According to figures the company shared in August, Waymo is now giving over 100,000 paid rides to customers each week in San Francisco, Phoenix, and Los Angeles, using its fleet of fully autonomous and specially-equipped Jaguar SUVs. That’s double the number of weekly rides it was giving in May, a clear sign of its growing dominance in this burgeoning market.
“At this point, the fully autonomous driving industry is really just an industry of one: Waymo,” former CEO John Krafcik, who is now a board member at the EV automaker Rivian, told The New York Times.
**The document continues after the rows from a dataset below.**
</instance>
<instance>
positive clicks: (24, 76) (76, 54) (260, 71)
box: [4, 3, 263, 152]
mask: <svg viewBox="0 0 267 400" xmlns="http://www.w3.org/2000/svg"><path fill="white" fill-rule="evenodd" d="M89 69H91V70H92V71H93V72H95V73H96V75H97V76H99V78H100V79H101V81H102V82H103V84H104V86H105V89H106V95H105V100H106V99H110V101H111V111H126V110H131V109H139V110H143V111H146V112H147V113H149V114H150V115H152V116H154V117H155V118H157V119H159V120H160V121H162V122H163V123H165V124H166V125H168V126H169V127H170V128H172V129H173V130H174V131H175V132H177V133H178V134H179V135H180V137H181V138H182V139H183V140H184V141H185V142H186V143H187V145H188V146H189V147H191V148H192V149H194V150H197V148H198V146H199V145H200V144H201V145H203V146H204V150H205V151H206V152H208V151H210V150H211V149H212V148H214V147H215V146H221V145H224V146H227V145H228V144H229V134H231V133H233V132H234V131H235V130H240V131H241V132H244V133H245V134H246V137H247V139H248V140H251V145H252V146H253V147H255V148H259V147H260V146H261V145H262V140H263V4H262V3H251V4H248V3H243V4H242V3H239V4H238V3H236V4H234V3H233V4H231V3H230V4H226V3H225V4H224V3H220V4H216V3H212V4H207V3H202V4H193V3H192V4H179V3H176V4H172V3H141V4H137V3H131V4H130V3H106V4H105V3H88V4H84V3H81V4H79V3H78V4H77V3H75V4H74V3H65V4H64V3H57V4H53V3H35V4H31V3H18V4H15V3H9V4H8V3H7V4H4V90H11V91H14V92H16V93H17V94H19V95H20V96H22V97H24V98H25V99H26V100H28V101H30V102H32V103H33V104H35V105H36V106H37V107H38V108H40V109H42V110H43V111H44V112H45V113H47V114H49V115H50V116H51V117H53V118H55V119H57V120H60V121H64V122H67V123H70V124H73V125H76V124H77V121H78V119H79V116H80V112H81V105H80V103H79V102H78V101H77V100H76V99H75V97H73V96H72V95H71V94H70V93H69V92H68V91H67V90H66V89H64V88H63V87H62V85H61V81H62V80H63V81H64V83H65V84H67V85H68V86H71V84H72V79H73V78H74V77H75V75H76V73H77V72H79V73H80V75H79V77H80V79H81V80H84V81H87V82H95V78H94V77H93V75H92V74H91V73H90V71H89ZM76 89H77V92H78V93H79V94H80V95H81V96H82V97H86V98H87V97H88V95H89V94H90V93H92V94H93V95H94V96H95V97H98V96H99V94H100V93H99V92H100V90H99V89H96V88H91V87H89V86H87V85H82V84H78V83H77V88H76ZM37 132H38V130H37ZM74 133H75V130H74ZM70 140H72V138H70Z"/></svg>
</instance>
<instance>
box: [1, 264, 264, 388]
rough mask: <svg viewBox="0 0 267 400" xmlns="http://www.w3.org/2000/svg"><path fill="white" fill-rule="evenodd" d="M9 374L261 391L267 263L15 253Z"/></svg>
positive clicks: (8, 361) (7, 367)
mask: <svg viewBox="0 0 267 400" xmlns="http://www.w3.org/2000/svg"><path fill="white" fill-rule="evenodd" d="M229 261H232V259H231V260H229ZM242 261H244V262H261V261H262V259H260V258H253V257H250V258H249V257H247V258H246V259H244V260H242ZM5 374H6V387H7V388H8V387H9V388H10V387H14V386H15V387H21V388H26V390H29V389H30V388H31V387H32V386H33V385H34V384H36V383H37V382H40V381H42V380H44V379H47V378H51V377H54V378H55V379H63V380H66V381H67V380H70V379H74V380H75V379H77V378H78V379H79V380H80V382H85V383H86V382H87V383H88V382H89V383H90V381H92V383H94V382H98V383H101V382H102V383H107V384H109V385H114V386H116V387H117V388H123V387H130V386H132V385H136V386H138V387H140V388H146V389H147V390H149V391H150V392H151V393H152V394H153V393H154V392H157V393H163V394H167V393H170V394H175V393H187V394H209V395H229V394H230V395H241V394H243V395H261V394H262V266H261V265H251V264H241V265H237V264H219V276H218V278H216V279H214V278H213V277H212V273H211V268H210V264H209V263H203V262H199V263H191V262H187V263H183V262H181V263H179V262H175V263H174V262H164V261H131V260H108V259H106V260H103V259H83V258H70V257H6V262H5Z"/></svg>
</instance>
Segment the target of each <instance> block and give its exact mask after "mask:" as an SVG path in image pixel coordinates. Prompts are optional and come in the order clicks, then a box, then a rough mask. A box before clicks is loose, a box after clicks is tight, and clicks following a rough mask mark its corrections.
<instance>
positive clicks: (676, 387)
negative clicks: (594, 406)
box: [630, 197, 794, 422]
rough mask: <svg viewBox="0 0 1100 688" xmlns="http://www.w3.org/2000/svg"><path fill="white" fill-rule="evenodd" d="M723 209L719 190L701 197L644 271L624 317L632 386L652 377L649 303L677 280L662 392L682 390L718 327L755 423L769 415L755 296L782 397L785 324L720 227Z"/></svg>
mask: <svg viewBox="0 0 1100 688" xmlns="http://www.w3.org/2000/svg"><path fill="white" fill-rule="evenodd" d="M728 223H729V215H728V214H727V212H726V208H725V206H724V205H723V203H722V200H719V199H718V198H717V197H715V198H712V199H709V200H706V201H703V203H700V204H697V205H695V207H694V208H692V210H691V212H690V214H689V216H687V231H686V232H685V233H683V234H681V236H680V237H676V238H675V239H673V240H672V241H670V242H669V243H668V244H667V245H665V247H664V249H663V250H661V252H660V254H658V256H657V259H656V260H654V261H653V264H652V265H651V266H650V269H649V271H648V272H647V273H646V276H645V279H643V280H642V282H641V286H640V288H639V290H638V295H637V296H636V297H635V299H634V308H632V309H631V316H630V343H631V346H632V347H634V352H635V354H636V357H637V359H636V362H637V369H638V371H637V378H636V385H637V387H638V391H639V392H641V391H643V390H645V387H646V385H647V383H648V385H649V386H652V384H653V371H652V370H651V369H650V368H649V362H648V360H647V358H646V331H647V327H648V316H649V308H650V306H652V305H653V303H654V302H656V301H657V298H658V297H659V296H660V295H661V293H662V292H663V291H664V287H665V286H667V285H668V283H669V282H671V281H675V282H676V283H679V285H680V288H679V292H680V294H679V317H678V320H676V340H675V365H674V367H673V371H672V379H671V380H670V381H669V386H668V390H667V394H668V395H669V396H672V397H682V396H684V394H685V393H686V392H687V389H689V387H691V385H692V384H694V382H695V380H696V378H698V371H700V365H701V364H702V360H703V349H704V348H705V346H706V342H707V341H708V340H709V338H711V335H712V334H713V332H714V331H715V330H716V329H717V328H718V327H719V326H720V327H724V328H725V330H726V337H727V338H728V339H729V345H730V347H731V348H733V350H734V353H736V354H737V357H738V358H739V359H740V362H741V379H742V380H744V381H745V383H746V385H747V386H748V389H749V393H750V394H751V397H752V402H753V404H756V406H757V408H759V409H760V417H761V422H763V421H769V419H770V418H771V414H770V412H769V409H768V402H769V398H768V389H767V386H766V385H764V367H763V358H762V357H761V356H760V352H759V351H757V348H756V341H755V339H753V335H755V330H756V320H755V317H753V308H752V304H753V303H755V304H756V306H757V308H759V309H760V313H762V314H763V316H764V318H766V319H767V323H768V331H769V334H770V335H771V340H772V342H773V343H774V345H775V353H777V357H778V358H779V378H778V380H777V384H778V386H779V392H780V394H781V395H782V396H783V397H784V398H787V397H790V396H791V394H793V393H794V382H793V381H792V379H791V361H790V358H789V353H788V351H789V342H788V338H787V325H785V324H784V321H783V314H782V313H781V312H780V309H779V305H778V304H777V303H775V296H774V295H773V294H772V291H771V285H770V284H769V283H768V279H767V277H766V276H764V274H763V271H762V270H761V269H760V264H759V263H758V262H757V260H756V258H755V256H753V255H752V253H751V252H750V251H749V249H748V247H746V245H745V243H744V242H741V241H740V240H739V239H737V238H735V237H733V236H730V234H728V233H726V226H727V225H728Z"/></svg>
But as the newspaper notes, there’s a major caveat: despite its healthy stream of customers, Waymo still isn’t profitable. Google’s experimental division, which includes Waymo, had an operating loss of around $2 billion in the first of this year, and the robotaxi company is most likely a significant portion of that loss, Mark Mahaney at investment research firm Evercore ISI told the NYT.
With even the industry leader still in the red, it’s a sobering reminder that the road to profitability is a long one, with no guarantee that it won’t lead to a dead end.
Highway Robbery
Granted, these kinds of losses come with the territory. To make stupid amounts of money, you’ve got to spend stupid amounts of money.
Nevertheless, the NYT lays out a key disadvantage for Waymo. Unlike the rideshare companies it will be competing against, Uber and Lyft — with whom it charges similar prices per ride — Waymo needs to provide its own vehicles. And self-driving Jaguars aren’t cheap, costing as much as $100,000 a pop, according to the NYT, citing remarks made by a Waymo executive in a podcast.
Though its safety track record is very good, Waymo will also have to contend with a general hesitancy towards self-driving technology. To safely operate its vehicles, Waymo meticulously creates detailed maps of each city, so expanding to new ones will require considerable research, time and money.
Case in point: not long before Waymo announced a huge expansion across California, Google said it was reinvesting $5 billion into the company. A show of faith, sure, but a sign of the serious expenses that an expansion entails.
Down the Road
The long and short of it is that everything costs a lot. Luckily, Waymo has managed to avoid the costliest blunder of them all in this biz, which is a major crash turned PR disaster — unlike its competitor Cruise, owned by General Motors, which briefly flamed out of the business after regulators began investigating its robotaxis for endangering pedestrians.
Waymo’s chief product officer Saswat Panigrahi told the NYT that the company hopes that some of its fixed costs will decrease over time, and that the roll-out of its sixth generation of robotaxis, which are made by Chinese EV automaker Zeekr to replace the Jags, will mean “the profitability will jump further” — eventually.
Waymo will also need to be shrewd about what markets it targets. Potentially ripe for the picking, the NYT notes, are areas that have a shortage of Uber-slash-Lyft drivers, or cities with poor public transportation.
Those markets could help rake in money in the future. But for now, the robotaxi industry is at a crossroads.